After researching the challenges of concrete repair, the project engineers at Nova Consulting and Hazen & Sawyer asked SGS, the project contractor, to contact Penetron. The local Penetron specialist was dispatched to the site and a detailed repair plan was submitted.
In the initial step, PENEPLUG, a rapid-setting, crystalline compound, was applied to stop all active leaks in the floor of the reservoir tank. SGS then routed out all leaking construction joints, visible cracks and leaks, and cut back any exposed rebar stubs and damaged concrete. PENECRETE MORTAR, a crystalline repair grout, was applied to the prepared areas. In addition, to protect the reinforced concrete structures from further water penetration due to the reservoir’s high hydrostatic pressure, PENETRON, a topical crystalline material, was applied as a slurry to permanently waterproof the concrete surfaces.
Streamlining the Repair Work
“We were originally asked to provide a repair plan for just the active leaks in the concrete floor of the reservoir,” notes Christopher Chen. “But after evaluating the site we informed them we could also repair the leaks in the walls without the use of expensive injection systems, which made the job much quicker, more economical – and just as effective.”

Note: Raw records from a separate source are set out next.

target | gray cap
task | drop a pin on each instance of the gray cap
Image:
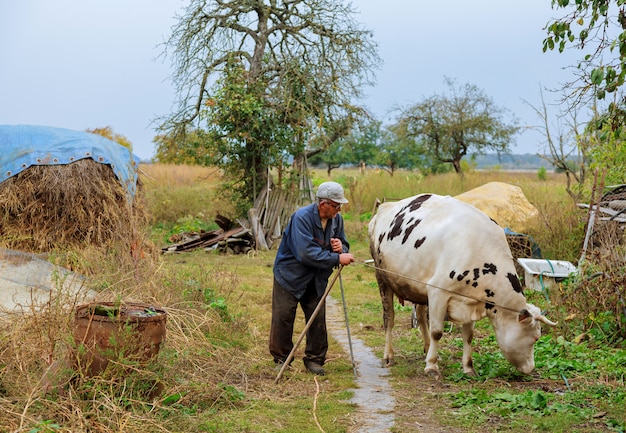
(331, 191)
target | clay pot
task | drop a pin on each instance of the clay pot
(125, 332)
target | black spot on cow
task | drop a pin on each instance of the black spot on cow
(409, 230)
(517, 286)
(418, 201)
(490, 268)
(396, 226)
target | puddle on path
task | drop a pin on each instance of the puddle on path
(374, 394)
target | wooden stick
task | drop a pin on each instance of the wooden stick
(308, 324)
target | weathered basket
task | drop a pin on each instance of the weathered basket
(125, 332)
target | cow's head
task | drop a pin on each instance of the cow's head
(517, 337)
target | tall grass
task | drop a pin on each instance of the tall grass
(214, 372)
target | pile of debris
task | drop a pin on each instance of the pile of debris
(612, 205)
(226, 239)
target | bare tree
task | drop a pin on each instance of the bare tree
(304, 61)
(452, 126)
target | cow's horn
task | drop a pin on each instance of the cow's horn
(544, 319)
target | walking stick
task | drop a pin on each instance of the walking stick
(345, 313)
(308, 324)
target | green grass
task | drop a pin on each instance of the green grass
(216, 374)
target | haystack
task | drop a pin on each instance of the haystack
(51, 204)
(506, 204)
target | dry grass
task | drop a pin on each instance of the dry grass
(67, 206)
(213, 373)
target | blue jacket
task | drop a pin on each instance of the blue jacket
(305, 253)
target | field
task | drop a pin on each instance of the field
(214, 372)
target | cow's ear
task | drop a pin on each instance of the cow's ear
(524, 316)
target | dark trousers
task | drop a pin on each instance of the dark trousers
(284, 306)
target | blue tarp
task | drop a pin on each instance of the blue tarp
(22, 146)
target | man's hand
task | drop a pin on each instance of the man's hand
(336, 245)
(346, 258)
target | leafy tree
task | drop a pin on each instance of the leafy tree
(293, 67)
(464, 122)
(107, 132)
(598, 28)
(397, 149)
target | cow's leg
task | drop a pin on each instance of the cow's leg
(386, 296)
(422, 318)
(468, 335)
(437, 314)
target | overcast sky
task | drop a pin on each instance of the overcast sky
(82, 64)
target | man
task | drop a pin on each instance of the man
(313, 244)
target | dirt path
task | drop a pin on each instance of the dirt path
(381, 407)
(374, 394)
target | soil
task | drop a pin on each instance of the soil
(382, 408)
(410, 403)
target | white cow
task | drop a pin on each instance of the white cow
(438, 251)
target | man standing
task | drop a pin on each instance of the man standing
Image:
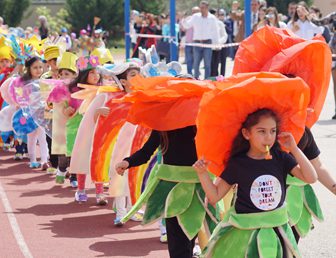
(205, 28)
(216, 53)
(238, 16)
(189, 57)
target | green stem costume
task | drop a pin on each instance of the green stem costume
(302, 205)
(72, 126)
(175, 191)
(252, 235)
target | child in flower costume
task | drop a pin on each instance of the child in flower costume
(310, 60)
(235, 145)
(60, 97)
(169, 106)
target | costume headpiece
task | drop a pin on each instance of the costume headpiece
(67, 61)
(87, 62)
(104, 55)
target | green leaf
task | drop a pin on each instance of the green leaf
(312, 203)
(179, 199)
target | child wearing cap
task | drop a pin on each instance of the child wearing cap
(61, 113)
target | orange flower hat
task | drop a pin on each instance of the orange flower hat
(279, 50)
(165, 103)
(223, 111)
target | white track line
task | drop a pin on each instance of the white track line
(14, 225)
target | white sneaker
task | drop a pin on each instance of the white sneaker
(137, 217)
(163, 238)
(197, 251)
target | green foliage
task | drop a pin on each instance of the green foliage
(82, 13)
(153, 6)
(55, 22)
(283, 4)
(12, 11)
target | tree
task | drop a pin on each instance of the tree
(12, 11)
(153, 6)
(283, 4)
(82, 13)
(55, 22)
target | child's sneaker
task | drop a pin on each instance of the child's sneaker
(101, 200)
(60, 177)
(163, 238)
(74, 183)
(81, 197)
(197, 251)
(34, 165)
(137, 217)
(18, 156)
(45, 166)
(117, 222)
(51, 170)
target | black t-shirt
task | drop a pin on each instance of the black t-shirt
(261, 183)
(308, 145)
(181, 149)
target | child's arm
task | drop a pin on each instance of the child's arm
(305, 171)
(323, 175)
(214, 192)
(141, 156)
(102, 111)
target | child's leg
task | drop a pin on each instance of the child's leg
(162, 226)
(163, 231)
(62, 166)
(80, 195)
(101, 199)
(32, 140)
(120, 204)
(41, 134)
(81, 182)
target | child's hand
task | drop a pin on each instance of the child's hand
(121, 167)
(103, 111)
(296, 27)
(69, 111)
(201, 166)
(287, 141)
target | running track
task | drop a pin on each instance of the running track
(40, 219)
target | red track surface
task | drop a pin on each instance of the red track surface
(53, 225)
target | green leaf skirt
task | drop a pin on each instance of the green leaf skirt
(252, 235)
(302, 206)
(175, 191)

Once applied to a prepared concrete surface, the proprietary chemicals in Penetron’s crystalline products react in a catalytic reaction with moisture to generate a non-soluble crystalline formation throughout the pores and capillary tracts of the concrete. The resulting formation seals pores and micro-cracks, and becomes an integral part of the matrix, making the concrete impermeable.
“An important aspect for water storage applications like the Third High Reservoir is that all Penetron crystalline products are completely non-toxic and contain no VOCs," explains Christopher Chen. “Our crystalline materials are nationally certified (NSF-61) and completely safe for use in potable water applications.”